About B2000++

B2000++ is a Finite Element problem solving environment made primarly to analyze the behaviour of structures. With B2000++, you can predict with a high degree of accuracy the deformation field, the stress field, the buckling behavior, and the temperature distribution of many thin- and thick-walled, metallic and laminated composite structures. The modular architecture allows you to extend its capabilities and to create plug-ins. B2000++ works on Linux, and the source code of B2000++ is released under the GPL version 3 (GPLv3).

B2000++ Pro extends the capabilities of B2000++ to geometric nonlinear analysis, e.g. to predict the static and transient post-buckling behaviour, and material nonlinear analysis, including hyperelastic and viscoelastic material models. It can be executed with with the mpirun command to take advantage of the distributed parallel capabilities of the MUMPS sparse linear solver. B2000++ Pro contains advanced modelling capabilities like the field_transfer coupling method and includes the post-processor baspl++. B2000++ Pro includes installation support and one year of updates. Customers who purchase B2000++ Pro can access to the source code repository, and to the suite of verification tests.

B2000++ consists of several programs (see the Program Reference) that are launched from a shell, which necessitates a basic knowledge of shell commands; a somewhat older but nevertheless good tutorial can be found here. Since the B2000++ input processor reads text files, familiarity with text editors such as the popular gedit is required. Python scripts are useful to extract data from the database; how to start with Python is explained here. To develop extensions, good C++ programming skills are necessary. A C++ tutorial is found here, and the reference to the Standard Template Library (STL), which is perhaps the most important feature of C++, is available on the same website.

1. How FE Problems are described

Finite Element problems or models are described in text files, using the B2000++ Model Description Language (MDL), see the Model Description Language. MDL files contain the discretization (the nodes and element connectivities), the element types, element materials and properties, constraints and initial and boundary condition, and the analysis case descriptions.

For non-trivial models, the discretization is in general too large and too complicated to be written with a text editor. There are several ways to address this problem:

  • The MDL command epatch allows the specification of parametric geometrical patches that are automatically meshed. The epatch concept is adequate for test cases and for simple structures (i.e. sub-components).

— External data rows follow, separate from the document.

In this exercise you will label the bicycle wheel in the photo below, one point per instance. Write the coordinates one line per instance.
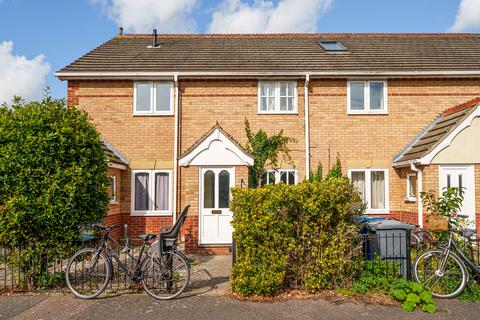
(88, 273)
(446, 283)
(166, 277)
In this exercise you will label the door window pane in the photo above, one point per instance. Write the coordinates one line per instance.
(141, 191)
(357, 96)
(143, 98)
(209, 189)
(378, 190)
(223, 189)
(376, 96)
(358, 180)
(163, 92)
(161, 191)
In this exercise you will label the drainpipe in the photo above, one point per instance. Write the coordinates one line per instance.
(175, 148)
(419, 190)
(307, 130)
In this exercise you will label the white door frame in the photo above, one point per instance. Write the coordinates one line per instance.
(468, 181)
(200, 199)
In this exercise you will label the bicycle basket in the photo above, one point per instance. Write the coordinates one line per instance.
(88, 233)
(437, 223)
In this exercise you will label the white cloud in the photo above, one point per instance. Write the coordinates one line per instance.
(20, 76)
(262, 16)
(468, 16)
(141, 16)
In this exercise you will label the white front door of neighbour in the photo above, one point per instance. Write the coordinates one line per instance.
(462, 177)
(215, 215)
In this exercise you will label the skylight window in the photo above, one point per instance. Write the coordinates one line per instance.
(332, 46)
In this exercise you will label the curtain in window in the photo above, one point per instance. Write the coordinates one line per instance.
(209, 189)
(161, 191)
(223, 189)
(141, 191)
(358, 180)
(378, 190)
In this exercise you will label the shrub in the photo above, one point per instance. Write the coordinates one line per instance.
(53, 177)
(294, 236)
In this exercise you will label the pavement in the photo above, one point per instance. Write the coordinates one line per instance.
(208, 299)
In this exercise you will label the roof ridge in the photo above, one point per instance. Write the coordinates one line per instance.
(298, 35)
(465, 105)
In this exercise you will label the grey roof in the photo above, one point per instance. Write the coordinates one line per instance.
(113, 155)
(436, 132)
(283, 52)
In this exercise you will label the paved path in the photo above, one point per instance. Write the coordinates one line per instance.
(139, 306)
(207, 300)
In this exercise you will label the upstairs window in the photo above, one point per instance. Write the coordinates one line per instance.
(367, 97)
(153, 98)
(277, 97)
(287, 176)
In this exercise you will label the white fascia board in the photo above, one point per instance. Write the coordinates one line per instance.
(256, 74)
(427, 159)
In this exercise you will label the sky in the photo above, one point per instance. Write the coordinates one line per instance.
(38, 38)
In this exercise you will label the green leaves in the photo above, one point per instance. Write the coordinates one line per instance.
(53, 174)
(265, 149)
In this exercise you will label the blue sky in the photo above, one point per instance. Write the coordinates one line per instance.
(61, 31)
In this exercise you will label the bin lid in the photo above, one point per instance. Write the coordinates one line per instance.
(390, 225)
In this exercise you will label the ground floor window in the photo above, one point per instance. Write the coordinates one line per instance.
(411, 187)
(151, 192)
(372, 185)
(287, 176)
(113, 189)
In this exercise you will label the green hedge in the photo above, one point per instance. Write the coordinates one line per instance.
(295, 236)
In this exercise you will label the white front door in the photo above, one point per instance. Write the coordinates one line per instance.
(215, 216)
(462, 177)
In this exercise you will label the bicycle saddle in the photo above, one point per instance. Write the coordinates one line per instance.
(147, 237)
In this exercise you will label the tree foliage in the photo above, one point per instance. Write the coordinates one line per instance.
(265, 149)
(53, 174)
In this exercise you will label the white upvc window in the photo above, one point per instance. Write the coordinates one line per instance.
(372, 185)
(277, 97)
(153, 98)
(287, 176)
(411, 187)
(367, 97)
(113, 189)
(151, 192)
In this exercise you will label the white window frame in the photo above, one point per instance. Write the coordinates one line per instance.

  • The MDL commands nodesets, elementsets, facesets, and edgesets allow to specify constraints, boundary conditions, temperatures, initial conditions, etc. in an abstract manner, that is, without referring to the individual nodes, elements, element faces, or element edges. This way, a large part of the MDL commands can be specified independently of the chosen discretization (mesh density, element type(s), etc.).

  • MDL files can merged from several parts, using the MDL command include. The nodal coordinates and the element connectivities can be put into separate files that are included in the main MDL file. These separate files can be created using external programs such as custom-written scripts.

  • Geometry and mesh can be defined with the Salome CAD program. The MDL file is created from the Salome mesh by means of the b2convert_from_salome program. This approach is adequate for solid models and for shell models with isotropic or quasi-isotropic materials.

  • Nastran® Bulk Data Deck (BDF) files can be converted to MDL files by means of the b2convert_from_nas program. This approach is adequate for large and complicated problems, provided that the use of Nastran®-specific features that are not supported by other Finite Element codes like B2000++ is avoided.[1]

[1] For example, the "UM" feature in RBE3 elements, different weights for the same node in RBE3 elements, or the "TS/T" feature in PSHELL properties should be avoided.